A vandal repeatedly pelted the MSU Chabad center with rocks at midnight last Tuesday, according to the East Lansing municipality. The Chabad said that the center's reinforced glass windows remained largely intact after the incident, and no one was inside at the time.
The Chabad center was again targeted on Thursday, according to the ELPD, with a suspect spray painting Nazi symbols on the front door of the Jewish facility. The suspect then proceeded to throw more rocks, which the Chabad center said in an Instagram statement resulted in the breaking of another window.
The same vandal was suspected to have committed both acts, according to the ELPD, which is investigating the incidents as possible linked hate crimes.

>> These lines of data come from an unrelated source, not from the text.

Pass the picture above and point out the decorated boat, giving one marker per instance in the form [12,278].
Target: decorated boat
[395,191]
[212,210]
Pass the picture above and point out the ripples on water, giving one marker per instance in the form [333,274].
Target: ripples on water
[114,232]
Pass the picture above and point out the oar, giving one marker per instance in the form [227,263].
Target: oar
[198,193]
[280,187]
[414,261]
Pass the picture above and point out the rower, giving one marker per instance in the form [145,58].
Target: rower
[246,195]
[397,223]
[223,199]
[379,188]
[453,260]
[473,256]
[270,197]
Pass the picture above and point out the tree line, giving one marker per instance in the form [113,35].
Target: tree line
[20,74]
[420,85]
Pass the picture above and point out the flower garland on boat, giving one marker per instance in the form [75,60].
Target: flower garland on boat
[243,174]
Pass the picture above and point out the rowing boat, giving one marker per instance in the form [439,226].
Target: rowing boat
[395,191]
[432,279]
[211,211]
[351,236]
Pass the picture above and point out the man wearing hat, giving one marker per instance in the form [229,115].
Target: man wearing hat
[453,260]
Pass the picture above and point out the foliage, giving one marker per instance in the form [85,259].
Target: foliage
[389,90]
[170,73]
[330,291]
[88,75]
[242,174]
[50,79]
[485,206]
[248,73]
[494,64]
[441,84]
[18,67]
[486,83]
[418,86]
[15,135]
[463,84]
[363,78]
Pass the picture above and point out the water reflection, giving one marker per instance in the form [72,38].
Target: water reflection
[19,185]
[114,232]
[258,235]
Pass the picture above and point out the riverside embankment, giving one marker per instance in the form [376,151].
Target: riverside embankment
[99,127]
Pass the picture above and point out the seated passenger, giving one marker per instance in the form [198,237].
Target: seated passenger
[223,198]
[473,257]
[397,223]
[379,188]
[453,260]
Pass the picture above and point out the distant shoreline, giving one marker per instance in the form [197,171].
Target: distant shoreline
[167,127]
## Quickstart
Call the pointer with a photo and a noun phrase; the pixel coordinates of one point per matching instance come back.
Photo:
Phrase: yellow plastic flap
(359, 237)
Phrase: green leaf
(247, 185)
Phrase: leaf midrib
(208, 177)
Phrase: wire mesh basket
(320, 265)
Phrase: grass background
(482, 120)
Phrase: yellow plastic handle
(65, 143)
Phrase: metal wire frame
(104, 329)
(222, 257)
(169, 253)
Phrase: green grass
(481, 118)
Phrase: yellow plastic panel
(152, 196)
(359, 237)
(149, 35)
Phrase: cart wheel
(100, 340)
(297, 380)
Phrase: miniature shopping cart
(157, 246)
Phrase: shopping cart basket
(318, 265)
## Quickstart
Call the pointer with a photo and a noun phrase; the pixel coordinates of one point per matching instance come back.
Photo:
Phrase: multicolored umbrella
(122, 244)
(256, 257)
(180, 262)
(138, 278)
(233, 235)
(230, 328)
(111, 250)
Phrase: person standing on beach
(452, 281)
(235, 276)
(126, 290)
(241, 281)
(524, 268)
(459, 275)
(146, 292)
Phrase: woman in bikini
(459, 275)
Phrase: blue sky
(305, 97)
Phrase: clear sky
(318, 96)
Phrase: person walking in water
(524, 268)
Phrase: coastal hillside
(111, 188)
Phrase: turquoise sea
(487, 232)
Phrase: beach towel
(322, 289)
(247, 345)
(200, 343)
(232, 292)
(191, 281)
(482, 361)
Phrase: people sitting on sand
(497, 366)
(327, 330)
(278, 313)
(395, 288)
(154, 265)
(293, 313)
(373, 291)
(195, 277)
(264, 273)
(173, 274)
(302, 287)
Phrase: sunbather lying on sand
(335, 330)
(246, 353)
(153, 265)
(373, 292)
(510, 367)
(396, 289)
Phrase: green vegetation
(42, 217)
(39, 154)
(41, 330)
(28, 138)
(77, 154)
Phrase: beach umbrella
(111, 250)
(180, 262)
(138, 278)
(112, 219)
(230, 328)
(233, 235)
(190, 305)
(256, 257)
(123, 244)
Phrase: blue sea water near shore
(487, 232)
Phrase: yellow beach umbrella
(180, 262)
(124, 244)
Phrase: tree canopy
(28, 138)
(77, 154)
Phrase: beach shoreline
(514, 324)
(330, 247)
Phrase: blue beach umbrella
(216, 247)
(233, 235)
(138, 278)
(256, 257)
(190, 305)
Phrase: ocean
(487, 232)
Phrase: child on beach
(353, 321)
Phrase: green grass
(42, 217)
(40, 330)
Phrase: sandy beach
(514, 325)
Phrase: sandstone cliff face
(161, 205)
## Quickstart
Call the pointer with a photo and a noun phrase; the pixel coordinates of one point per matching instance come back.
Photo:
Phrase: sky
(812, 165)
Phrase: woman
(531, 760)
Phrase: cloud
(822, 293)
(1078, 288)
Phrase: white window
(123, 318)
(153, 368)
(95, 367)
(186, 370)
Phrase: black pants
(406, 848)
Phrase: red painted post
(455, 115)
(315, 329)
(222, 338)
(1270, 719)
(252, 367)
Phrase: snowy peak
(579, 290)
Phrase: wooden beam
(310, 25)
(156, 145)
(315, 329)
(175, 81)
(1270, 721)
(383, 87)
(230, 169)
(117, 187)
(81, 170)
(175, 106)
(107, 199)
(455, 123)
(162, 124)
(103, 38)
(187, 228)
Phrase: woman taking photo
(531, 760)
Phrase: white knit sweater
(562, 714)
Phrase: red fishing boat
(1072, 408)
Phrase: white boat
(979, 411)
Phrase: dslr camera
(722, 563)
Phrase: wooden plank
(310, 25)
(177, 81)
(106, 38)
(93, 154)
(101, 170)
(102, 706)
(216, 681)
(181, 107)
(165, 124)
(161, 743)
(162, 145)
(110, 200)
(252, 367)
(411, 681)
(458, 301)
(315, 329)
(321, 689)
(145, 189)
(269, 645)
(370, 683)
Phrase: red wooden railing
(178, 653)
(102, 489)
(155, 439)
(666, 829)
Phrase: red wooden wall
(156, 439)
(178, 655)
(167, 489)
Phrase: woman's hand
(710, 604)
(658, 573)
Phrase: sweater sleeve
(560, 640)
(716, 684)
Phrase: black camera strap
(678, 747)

The East Lansing municipality appealed to the public for tips and video recordings of the incident.
Attacks 'deeply unsettling' MSU Jewish center says
The MSU Jewish center said after the second incident that the attacks were "deeply upsetting" but that they would not allow the matter to deter them.
"We are guided by the message of Chanukah: when darkness increases, so must light. Retreat has never been the Jewish response," Rabbi Bentzy & Simi Shemtov said in a statement.
MSU president Kevin Guskiewicz said in a Thursday statement that he was troubled by the incidents near the campus in the wake of last Sunday's Bondi Beach Massacre in Australia.
"Acts such as these reverberate far beyond physical damage, especially for members of the Jewish community who continue to live with the heightened reality of antisemitism," said Guskiewicz. "Michigan State University is a community for all. We unequivocally condemn antisemitism in all its forms, as well as hatred, harassment and violence directed at any individual or group."
Anti-Defamation League Michigan said on X that it was appalled by the attack and was working closely with the Chabad, the university, and law enforcement on the issue. The ADL also noted the event occurred just after the Bondi attack, "underscoring the urgent need for vigilance."